Power & Market

A Rothbardian Dissection of Javier Milei – Part II

Read part I here.

Milei and the Chances of Privatization

Though privatizations have not yet arrived, the state-owned airline is on the agenda. The company was renationalized in 2008, forcing taxpayers to prop up an airline that has been directly bailed out by the government since 2021. For true privatization, all regulation prohibiting competition and all taxation in the industry should be abolished—falling short of this, it should come with deregulation and less taxation. Milei has proposed to give the company’s shares to its employees and thereby transfer ownership to them. They would either bear responsibility for the company or sell their shares. While this may be the most expedient method toward privatization in a country where unions have so much influence and power to negotiate, it is not a just course of action.

According to the homestead principle, assets belong to those who have worked on them, but the airline would not have been possible without the initial aggression against taxpayer property. The government legally owns the airline, but it does not justly own it. As for the workers, their only possible claim concerns their salaries, and even these, and all other costs involved in the operation of the airline, are primarily financed by taxpayers. As a matter of fact, to do what Milei proposes would constitute a moral outrage. Rothbard would state that the principle of privatization that should take priority wherever it applies would require the government “to return all stolen, confiscated property to its original owners, or to their heirs,” because property rights imply above all restoring stolen property to the original owners. Only those who have been aggressed into financing the airline have a justifiable claim to restitution.

If possible, legal ownership should always be restored to expropriated private owners or their heirs of socialized factors of production. But in this case, even though we know that the taxpayers are the rightful owners, legal ownership cannot work in the same way for tax-funded enterprises. The most just and sensible solution would seem to involve the distribution of shares among taxpayers in proportion to the taxes paid since 2008. However, an airline needs hierarchy and expert knowledge on its inner workings. For assets to be used, liquidated, or dismantled, some agreement among the owners about many complicated matters would still be required. Such a process would hinder any possible gains from this solution. If an entire bureau were created to go through tax documents and calculate a fair distribution of shares, this would impose an unjustifiable burden on taxpayers. The perpetrator of the injustice, in charging the victim a price for justice, would commit a further injustice. Moreover, the government, as usual, could err in its task by, for example, giving more or less than is due to the taxpayers, which could complicate the process of getting the company back in business or liquidated.

Benjamin Seevers proposes to combine the joint stock company and syndicalist approaches.

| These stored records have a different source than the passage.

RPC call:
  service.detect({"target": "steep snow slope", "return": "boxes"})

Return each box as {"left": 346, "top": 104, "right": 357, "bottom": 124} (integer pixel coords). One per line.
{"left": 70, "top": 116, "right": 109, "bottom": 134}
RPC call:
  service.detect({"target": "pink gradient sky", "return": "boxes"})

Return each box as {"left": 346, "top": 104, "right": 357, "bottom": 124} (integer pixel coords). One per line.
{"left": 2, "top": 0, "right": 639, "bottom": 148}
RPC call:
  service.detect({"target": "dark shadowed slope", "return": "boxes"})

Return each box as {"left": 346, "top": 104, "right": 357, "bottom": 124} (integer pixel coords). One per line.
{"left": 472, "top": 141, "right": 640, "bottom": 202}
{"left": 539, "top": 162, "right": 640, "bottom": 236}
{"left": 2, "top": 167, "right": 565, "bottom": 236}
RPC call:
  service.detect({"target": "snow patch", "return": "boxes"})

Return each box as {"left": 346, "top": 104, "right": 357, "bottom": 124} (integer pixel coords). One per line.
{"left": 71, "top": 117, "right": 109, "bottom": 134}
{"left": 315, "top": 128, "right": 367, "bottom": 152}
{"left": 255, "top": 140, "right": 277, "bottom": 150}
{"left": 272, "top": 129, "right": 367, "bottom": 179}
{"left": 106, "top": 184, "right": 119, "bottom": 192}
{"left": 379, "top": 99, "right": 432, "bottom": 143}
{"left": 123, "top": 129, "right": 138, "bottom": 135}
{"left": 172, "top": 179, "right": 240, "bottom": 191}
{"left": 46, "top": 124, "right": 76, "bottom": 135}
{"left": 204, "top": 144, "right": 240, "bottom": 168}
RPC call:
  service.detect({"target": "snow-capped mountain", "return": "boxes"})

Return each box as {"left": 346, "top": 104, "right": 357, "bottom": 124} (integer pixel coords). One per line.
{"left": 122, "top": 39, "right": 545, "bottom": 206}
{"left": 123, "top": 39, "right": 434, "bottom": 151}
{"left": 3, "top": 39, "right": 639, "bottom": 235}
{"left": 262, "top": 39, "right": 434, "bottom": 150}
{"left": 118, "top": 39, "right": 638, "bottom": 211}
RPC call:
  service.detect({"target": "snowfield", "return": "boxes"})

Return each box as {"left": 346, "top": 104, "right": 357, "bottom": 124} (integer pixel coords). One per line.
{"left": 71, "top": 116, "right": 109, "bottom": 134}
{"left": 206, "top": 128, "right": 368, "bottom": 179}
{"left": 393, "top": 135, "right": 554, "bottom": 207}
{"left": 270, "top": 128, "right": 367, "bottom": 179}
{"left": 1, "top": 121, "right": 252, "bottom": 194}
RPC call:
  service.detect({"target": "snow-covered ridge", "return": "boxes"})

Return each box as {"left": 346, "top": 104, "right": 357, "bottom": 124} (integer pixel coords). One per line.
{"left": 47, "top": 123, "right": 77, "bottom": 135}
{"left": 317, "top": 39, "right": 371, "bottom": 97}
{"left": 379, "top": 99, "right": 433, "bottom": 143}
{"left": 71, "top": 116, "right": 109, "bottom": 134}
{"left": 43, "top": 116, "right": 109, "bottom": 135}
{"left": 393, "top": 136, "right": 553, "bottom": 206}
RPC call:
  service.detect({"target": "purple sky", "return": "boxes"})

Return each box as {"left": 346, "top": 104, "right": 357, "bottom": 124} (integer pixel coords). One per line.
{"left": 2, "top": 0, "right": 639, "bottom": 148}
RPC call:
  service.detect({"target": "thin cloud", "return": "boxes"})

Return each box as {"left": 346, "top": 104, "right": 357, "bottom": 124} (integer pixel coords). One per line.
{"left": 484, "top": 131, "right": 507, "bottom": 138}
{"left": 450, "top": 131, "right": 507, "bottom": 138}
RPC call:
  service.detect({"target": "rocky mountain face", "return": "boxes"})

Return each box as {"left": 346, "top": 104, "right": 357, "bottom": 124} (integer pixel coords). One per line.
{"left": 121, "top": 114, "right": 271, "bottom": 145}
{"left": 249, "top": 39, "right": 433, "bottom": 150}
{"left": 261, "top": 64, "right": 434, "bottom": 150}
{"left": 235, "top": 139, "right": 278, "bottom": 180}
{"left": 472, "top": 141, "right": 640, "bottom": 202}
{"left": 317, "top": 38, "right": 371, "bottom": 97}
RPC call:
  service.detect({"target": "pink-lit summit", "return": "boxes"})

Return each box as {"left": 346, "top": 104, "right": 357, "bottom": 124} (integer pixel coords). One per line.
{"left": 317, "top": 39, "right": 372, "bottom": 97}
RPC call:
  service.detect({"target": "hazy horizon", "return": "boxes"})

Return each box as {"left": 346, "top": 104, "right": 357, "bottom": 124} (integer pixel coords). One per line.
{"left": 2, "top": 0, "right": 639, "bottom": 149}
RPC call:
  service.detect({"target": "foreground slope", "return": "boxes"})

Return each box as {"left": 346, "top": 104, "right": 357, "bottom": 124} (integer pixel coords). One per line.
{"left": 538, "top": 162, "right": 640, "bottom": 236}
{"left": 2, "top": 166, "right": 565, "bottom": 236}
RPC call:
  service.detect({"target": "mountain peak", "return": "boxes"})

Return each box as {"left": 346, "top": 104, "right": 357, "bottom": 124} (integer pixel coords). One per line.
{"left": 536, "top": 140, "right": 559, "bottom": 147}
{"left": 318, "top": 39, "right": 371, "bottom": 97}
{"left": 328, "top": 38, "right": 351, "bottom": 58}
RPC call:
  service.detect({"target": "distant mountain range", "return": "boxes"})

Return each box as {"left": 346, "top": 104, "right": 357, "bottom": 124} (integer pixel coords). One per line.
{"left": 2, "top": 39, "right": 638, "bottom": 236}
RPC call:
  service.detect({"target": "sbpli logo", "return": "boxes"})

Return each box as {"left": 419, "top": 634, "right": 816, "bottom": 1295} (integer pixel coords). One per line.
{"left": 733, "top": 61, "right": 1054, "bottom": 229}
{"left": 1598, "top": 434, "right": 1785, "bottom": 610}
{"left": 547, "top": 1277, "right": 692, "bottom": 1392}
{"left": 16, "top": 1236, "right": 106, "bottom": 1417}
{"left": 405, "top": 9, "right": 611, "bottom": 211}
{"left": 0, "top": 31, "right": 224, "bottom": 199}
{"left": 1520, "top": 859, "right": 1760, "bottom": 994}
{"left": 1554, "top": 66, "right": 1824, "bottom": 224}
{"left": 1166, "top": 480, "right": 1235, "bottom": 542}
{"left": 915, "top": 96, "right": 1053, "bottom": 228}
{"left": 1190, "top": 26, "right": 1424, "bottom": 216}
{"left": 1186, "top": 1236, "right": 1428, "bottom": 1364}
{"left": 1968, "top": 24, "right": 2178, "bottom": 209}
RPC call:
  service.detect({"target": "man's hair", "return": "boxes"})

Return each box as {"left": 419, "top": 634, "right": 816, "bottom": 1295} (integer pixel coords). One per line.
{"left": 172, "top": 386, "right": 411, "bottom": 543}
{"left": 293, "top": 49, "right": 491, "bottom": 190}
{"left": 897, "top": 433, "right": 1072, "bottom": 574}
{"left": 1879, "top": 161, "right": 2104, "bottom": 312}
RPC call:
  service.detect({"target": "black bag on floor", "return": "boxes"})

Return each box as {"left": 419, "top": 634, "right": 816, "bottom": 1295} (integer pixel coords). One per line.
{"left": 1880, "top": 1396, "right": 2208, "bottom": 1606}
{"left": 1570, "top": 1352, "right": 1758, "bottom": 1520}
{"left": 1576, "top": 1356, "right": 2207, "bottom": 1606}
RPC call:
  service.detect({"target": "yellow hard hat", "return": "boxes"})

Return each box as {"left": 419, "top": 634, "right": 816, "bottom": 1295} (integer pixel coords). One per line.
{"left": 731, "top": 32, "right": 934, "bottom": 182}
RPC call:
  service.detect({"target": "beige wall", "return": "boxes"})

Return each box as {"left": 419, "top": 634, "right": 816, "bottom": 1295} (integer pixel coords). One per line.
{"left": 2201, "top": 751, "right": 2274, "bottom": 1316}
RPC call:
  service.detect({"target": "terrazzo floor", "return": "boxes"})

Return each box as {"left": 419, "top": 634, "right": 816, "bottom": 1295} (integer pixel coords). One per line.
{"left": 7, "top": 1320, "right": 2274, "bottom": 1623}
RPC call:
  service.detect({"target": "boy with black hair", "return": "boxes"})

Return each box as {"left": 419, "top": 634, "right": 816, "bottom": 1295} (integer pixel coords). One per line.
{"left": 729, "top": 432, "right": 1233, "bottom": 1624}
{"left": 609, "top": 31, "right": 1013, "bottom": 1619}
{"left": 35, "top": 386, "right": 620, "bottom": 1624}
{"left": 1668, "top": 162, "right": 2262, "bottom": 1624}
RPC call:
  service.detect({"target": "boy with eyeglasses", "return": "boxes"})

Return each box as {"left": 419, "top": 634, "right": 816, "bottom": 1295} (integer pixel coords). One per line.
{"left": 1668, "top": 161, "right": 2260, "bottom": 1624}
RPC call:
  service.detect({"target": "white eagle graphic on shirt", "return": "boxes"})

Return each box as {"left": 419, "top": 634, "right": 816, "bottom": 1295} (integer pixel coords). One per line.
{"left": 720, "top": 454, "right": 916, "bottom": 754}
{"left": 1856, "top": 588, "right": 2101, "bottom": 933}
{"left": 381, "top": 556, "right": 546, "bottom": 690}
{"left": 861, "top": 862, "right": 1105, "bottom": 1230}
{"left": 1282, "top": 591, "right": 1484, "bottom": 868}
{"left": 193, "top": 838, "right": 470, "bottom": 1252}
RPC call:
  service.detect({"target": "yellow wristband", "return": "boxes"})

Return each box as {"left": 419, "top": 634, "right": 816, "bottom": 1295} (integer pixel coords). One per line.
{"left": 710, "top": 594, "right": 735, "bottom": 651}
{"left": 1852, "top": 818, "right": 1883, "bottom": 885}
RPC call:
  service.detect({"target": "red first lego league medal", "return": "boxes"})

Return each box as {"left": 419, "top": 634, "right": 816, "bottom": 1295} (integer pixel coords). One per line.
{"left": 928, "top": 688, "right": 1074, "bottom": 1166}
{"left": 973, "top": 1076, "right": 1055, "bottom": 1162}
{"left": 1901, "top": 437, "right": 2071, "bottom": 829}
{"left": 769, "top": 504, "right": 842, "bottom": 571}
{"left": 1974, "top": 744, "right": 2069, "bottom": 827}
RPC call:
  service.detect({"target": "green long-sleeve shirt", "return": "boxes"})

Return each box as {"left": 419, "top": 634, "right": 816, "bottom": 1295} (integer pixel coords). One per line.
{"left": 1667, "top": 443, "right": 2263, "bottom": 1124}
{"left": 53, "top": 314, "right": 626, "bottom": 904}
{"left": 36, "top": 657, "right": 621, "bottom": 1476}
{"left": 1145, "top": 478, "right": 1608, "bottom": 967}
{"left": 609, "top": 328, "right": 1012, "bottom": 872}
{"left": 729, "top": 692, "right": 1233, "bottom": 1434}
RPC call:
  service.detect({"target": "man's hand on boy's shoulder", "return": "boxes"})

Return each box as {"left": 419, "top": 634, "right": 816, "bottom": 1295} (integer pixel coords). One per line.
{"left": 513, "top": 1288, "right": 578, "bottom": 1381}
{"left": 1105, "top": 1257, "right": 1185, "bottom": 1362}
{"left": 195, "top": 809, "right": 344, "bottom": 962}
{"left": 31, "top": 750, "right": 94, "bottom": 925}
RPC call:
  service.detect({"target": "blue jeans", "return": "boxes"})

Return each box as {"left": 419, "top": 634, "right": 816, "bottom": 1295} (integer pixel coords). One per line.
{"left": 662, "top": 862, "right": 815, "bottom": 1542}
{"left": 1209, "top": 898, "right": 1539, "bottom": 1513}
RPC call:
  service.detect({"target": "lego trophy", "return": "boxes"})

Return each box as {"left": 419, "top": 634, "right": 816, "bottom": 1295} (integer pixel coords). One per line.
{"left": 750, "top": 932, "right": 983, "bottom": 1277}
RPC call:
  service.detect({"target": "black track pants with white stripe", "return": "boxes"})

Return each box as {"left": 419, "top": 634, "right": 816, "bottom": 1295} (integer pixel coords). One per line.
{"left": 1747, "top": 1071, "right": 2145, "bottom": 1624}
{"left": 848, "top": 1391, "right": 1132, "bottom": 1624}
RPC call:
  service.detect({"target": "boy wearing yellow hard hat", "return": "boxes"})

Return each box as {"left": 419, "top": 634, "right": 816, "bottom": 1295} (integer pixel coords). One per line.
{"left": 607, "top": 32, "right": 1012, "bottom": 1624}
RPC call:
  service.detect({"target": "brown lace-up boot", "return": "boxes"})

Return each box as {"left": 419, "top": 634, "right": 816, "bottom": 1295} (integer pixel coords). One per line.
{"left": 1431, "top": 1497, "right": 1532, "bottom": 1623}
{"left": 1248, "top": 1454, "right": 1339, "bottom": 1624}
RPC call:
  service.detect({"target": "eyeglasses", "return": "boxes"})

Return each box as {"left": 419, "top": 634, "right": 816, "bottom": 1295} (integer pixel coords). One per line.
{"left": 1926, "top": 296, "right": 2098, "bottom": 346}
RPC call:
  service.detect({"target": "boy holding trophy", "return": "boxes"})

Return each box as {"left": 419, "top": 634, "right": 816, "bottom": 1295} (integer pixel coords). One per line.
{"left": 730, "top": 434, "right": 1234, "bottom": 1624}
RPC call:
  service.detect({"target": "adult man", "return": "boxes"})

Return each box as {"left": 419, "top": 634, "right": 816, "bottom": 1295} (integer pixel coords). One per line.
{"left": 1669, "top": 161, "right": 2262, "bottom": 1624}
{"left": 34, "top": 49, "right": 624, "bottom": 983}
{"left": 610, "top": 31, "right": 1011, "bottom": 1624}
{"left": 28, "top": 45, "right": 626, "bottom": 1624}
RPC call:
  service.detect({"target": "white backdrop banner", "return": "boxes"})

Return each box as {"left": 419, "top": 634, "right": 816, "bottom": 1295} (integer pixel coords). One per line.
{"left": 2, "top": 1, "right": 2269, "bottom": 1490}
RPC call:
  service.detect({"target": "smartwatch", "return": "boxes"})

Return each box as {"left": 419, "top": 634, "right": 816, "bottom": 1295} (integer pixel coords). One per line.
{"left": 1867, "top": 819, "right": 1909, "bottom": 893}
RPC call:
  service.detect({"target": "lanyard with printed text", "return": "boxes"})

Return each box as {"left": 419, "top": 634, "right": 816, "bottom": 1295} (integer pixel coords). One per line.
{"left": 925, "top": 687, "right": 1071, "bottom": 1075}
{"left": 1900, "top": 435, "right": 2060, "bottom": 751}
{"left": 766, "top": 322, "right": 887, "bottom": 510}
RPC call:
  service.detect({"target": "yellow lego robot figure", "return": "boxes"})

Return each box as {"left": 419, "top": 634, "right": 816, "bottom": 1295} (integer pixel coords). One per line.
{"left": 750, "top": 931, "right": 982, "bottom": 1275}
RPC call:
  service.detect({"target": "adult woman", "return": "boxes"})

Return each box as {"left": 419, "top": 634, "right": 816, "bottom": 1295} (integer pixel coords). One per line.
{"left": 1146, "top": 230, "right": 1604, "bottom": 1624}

Milei, he argues, should cease all government transfers to the airline and eliminate all government-granted privileges. The company should not be pardoned for its willing participation in taxation and expropriation, and taxpayers should be free to make claims against the now private airline. Milei could give the company to the bureaucrats who currently run it, but taxpayers should be able to bring claims against it in civil court for restitution in the form of payments, bonds, or shares. Seevers recognizes taxpayers’ legitimate claims to the company and wants to relegate its division to the “free market” rather than the government—mirroring the syndicalist solution first, turning it into a mixed system afterward. Following Seevers, the airline “should be cut off from the government altogether without caring how the former public employees organize the company,” and some legally binding order (perhaps an executive order) would state that the company’s expropriations of taxpayers are no longer legally protected, allowing them to extract rectification.